"You are the future leaders", Nigerian youths have been told, but it is either the future is far or their pocket is too young to run, considering the cost of running election campaigns and other activities that occur in vying for a political office. 

The Emir of Kano Muhammadu Sanusi II, apparently knows that the youths have been sidelined in political affairs and he is making a request from the old politicians that have continued to rule the young ones at a period that young persons are ruling in other nations. 

Sanusi wants the older generation to trust the younger ones with governance while they are still alive, so there will not be large a vacuum when they are gone.

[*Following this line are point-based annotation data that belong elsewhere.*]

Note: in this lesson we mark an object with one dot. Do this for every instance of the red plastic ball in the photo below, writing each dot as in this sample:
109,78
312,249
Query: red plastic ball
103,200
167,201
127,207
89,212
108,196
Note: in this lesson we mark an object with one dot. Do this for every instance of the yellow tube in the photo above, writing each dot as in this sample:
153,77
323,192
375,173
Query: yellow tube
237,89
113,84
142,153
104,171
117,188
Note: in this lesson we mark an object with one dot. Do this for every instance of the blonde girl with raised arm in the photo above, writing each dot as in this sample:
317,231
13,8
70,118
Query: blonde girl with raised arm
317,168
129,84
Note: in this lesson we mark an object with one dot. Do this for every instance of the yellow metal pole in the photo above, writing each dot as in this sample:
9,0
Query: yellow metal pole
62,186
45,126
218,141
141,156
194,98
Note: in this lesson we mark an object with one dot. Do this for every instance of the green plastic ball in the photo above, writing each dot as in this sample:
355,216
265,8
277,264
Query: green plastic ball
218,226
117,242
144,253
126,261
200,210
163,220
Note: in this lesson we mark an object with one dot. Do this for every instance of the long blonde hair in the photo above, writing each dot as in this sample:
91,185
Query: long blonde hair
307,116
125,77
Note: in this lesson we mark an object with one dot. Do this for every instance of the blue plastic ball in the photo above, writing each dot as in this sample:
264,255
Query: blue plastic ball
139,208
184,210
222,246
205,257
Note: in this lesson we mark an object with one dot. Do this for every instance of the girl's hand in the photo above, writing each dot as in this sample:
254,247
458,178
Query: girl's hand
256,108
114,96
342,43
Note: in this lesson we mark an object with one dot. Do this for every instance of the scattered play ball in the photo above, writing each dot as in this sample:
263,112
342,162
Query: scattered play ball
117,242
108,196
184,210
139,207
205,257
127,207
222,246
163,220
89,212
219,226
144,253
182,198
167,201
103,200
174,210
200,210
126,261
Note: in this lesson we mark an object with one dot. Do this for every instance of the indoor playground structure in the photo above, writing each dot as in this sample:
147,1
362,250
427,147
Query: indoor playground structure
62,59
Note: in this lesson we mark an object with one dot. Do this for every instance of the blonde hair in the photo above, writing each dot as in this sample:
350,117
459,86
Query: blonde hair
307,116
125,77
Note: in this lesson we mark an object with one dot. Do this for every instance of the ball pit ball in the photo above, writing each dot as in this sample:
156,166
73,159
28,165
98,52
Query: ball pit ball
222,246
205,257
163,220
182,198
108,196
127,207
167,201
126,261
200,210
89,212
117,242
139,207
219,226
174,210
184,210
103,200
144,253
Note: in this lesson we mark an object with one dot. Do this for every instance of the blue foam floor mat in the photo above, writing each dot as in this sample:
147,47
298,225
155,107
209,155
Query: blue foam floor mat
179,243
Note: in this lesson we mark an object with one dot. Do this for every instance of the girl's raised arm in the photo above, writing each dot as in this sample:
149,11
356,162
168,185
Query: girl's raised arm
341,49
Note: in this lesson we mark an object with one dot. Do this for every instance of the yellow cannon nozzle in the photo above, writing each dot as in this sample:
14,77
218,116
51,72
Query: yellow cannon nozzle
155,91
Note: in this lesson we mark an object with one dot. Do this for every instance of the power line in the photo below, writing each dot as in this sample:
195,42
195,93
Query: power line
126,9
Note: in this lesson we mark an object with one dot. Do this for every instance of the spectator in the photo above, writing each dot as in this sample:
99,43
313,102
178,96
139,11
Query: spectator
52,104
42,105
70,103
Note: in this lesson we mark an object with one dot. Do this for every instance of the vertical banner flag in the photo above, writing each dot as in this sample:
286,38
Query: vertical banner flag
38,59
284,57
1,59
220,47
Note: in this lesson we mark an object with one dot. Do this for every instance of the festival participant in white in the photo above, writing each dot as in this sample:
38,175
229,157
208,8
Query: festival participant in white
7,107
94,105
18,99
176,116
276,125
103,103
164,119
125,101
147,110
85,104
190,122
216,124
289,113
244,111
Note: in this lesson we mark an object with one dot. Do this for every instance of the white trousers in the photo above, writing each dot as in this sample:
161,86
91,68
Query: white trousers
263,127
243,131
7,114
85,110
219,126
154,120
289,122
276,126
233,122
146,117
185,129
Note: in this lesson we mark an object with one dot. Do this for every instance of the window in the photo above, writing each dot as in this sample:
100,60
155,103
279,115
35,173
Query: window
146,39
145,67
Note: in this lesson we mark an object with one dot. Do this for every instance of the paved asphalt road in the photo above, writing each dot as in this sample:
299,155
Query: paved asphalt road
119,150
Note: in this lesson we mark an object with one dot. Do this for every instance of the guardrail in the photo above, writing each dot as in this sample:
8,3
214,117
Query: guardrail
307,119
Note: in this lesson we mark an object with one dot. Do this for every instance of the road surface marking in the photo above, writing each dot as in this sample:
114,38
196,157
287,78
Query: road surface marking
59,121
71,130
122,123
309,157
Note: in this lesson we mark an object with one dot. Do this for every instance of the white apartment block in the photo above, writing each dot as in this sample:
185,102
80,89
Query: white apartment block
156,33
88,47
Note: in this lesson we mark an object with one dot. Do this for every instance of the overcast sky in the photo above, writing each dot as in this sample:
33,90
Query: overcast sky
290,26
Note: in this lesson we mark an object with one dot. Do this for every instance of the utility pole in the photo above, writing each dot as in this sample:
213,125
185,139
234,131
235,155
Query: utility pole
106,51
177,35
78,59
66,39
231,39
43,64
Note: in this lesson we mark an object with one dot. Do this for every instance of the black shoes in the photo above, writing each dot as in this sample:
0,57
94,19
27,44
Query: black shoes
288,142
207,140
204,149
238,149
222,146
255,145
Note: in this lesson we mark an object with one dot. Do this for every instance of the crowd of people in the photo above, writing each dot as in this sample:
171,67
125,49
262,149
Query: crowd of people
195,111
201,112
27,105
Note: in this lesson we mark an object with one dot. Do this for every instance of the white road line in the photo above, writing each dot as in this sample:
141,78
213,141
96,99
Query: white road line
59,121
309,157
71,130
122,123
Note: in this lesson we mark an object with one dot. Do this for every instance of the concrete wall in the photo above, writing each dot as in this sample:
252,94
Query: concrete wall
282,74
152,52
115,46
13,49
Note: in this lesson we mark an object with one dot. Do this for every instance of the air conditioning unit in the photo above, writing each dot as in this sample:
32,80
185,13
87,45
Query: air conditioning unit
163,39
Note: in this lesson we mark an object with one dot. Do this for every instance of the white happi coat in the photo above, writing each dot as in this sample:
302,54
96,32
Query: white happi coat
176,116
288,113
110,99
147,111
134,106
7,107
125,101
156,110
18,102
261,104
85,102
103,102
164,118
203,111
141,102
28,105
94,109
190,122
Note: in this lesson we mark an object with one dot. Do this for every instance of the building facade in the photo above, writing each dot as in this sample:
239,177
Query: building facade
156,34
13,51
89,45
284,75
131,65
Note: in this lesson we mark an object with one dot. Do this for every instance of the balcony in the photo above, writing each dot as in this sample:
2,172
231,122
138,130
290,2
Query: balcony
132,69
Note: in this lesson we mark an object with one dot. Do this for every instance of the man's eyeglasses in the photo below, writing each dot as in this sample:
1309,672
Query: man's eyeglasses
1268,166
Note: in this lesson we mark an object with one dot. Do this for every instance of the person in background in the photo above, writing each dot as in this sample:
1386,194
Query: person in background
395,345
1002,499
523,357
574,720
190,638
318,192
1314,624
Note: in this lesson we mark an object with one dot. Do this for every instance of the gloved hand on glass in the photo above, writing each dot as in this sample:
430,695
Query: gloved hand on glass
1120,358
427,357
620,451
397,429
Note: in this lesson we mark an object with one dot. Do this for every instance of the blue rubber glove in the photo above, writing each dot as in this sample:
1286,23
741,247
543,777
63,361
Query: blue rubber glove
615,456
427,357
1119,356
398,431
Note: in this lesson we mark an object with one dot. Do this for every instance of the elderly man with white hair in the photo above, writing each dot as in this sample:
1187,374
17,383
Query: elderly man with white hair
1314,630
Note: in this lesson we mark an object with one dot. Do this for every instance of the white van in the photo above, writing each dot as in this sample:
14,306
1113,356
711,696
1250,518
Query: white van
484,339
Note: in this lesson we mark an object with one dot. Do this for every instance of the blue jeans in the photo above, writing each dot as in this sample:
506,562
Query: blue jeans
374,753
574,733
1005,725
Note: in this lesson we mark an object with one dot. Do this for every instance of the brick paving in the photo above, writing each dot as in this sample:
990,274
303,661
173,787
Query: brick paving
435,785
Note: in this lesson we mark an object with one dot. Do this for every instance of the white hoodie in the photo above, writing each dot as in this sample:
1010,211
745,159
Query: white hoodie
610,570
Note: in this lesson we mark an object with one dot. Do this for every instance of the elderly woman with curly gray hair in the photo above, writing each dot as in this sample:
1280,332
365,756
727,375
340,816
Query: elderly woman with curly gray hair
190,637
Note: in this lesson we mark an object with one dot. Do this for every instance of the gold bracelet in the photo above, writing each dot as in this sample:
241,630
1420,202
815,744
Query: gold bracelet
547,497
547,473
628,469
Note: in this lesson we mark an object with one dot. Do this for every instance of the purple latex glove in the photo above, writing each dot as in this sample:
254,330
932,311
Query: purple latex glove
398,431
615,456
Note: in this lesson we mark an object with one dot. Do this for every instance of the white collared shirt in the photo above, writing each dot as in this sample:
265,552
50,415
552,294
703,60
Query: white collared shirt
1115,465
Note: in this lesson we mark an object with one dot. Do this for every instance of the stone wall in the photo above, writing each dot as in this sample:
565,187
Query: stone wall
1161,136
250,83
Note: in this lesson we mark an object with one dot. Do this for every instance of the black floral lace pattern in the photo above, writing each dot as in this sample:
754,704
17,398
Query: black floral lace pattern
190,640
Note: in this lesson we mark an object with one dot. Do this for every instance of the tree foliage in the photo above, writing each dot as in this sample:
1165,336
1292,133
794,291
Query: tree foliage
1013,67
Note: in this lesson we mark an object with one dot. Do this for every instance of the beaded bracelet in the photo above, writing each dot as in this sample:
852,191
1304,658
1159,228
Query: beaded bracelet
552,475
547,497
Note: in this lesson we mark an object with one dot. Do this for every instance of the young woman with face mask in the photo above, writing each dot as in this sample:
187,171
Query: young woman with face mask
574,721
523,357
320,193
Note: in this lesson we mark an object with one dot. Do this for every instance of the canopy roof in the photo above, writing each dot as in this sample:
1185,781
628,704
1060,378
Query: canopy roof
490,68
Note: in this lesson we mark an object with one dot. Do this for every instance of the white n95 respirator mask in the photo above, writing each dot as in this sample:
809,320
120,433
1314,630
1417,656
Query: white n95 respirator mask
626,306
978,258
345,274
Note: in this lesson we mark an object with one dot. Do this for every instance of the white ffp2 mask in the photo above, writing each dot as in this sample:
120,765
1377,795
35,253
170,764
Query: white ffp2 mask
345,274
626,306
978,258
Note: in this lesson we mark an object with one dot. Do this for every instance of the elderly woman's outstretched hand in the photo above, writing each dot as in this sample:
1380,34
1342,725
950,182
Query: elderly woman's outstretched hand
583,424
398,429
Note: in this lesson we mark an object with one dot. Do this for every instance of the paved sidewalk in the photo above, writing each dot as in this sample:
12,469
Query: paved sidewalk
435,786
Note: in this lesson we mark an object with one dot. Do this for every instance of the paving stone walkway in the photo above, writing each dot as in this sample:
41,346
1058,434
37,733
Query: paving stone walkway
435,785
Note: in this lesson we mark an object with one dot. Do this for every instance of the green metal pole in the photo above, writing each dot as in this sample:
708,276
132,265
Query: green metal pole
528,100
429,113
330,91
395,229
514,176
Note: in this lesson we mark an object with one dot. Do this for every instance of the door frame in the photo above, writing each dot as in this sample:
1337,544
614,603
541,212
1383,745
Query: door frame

Sanusi made call on Thursday, at the 2019 Murtala Muhammed Memorial Lecture, organised by the Murtala Muhammed Foundation (MMF) in Abuja.

This year’s lecture was themed: “Towards Credible, Peaceful And Participatory Election; Moving Nigeria’s Democracy Forward’’.

The Emir said that it was “extremely important’’ that older politicians gave the younger ones the chance to man the affairs of the nation, not because they were the majority, but because they had shown the commitment and capacity to provide the kind of leadership Nigeria required".

He recalled that most of Nigeria’s heads of state, such as former president Olusegun Obasanjo, Generals Muhammed and Yakubu Gowon, who took the reins of power during their time, did so at a young age; and also did incredibly well.

Also speaking at the event, the Chief Executive Officer (CEO) of the foundation, Mrs Aisha Muhammed-Oyebode, said the platform provided by the lecture series had contributed to shaping public discourse that mattered to Nigeria in particular, and Africa at large.

Muhammed-Oyebode, who is the daughter of the slain Head of State, noted that positive interventions and outcomes in society had been achieved as a result of the follow-up on action points, suggestions and commitments made during previous editions of the lecture by the organisers.

She described this year’s edition as apt because it was only two days to general elections in the country.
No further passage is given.